DEPFA Bank plc (“DEPFA”) is a financial services company wholly owned by Hypo Real Estate Holdings
AG (“Hypo”). DEPFA’s banking operations are domiciled in Ireland with its remaining operations
headquartered in Germany. In January 2010, Hypo was recapitalized by Germany’s Financial Market
Stabilization Authority (“FMSA”). Under stewardship of the FMSA, DEPFA has been ring-fenced as a
completely separate business from Hypo. DEPFA immediately ceased all ongoing lending activities and
is being treated as a run-off. As part of the recapitalization, €132 billion of troubled assets from
DEPFA’s balance sheet were transferred to the FMSA with no residual liability to DEPFA. This
transaction had the effect of radically transforming DEPFA to a good bank with a performing book of
high quality securities. The European Commission mandated that DEPFA pay €1.6 billion to the FMSA
as compensation for the transfer of these troubled assets. This obligation was met in three payments
with the final installment being fully paid in March 2012. The FMSA has consistently stated publicly
that it intends to reprivatize DEPFA in the medium-term.
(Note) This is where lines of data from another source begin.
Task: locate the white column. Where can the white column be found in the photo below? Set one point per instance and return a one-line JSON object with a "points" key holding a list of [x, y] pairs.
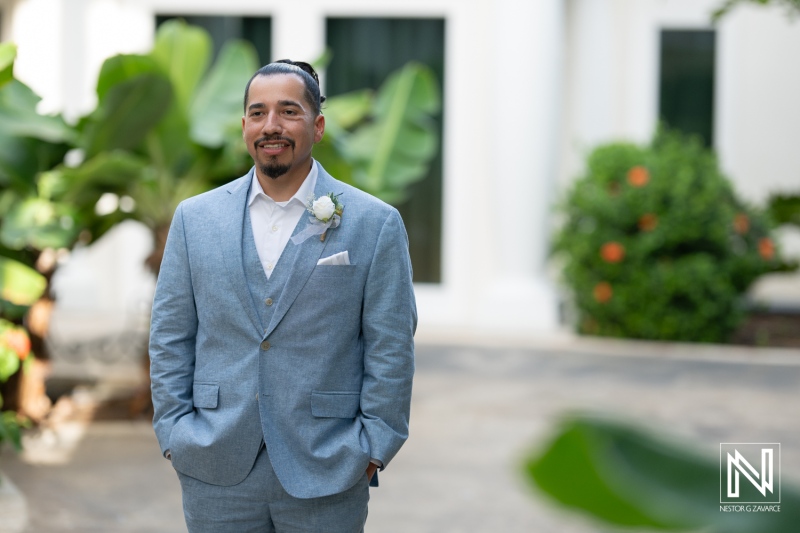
{"points": [[298, 31], [524, 131]]}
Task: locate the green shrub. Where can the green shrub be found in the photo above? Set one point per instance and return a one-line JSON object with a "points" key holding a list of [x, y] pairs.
{"points": [[15, 351], [657, 245]]}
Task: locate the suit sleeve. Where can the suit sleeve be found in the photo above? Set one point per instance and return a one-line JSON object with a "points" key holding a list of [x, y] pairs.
{"points": [[388, 323], [173, 329]]}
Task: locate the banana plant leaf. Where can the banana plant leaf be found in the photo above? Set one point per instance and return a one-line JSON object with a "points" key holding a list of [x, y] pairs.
{"points": [[18, 116], [38, 223], [20, 284], [8, 52], [184, 53], [216, 108], [122, 68], [393, 150], [625, 476], [127, 113]]}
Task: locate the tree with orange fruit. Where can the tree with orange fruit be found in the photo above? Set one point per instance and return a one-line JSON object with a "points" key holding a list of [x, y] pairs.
{"points": [[657, 245]]}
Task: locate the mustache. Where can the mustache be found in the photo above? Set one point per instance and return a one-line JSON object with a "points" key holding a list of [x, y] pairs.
{"points": [[268, 138]]}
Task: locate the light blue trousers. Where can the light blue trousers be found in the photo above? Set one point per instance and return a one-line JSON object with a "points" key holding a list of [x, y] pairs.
{"points": [[260, 505]]}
DEPFA’s current balance sheet consists of €88 billion of assets consisting primarily of loans to public
sector entities, local government authorities and sovereigns in Western Europe and the U.S. These
assets have an estimated duration of less than seven years and are largely rated investment grade
with only 0.1% of total assets in workout or restructuring. The company has €5.9 billion of risk-
weighted assets, €2 billion of tier 1 capital (ratio of 33.7%) and €1 billion in tangible common equity.
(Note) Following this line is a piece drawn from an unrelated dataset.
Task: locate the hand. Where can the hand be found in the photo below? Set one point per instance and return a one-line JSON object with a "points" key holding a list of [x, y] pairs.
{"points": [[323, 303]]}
We own the DEPFA 5.029% Perpetual Notes that are considered hybrid, tier 1 capital and trade at 32%
of par. The FMSA has suspended the payment of coupons on our notes as well as all other tier 1
capital of DEPFA until it is reprivatized. Our rationale for holding the 5.029% Notes is that DEPFA will
eventually engage in liability management and repurchase its hybrid securities to generate additional
value for its equity holders.

In March 2012, a consortium of hedge funds approached DEPFA to acquire all of the outstanding
equity of DEPFA. While the FMSA has not allowed the consortium to pursue the acquisition, the
existence of prospective acquirers coupled with the FMSA’s stated goal of privatization supports the
likelihood that eventually the 5.029% Notes may be tendered at attractive, above-market rates.
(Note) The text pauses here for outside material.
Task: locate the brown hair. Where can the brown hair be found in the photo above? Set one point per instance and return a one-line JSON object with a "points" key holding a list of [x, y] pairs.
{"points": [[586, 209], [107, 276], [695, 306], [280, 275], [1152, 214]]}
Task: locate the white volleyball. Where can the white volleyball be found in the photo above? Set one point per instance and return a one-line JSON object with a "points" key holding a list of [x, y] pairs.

Additionally, the recent liability management exercise announced by IKB Deutsche Industriebank (also
a recipient of aid from Germany) for its hybrid securities suggests a similar scenario at DEPFA could
occur in the near future. Lastly, the continuing developments regarding ECB support for sovereign
debt and the European banking system limits the likelihood of material downside in DEPFA’s core
assets.


American Airlines

AMR Corporation (“AMR”) is the third largest U.S. based air carrier behind United Continental and
Delta Airlines. AMR is a holding company and its most important subsidiary is American Airlines, Inc.
(“American”), a provider of mainline airline services which generated $21.3 billion of revenue in 2011.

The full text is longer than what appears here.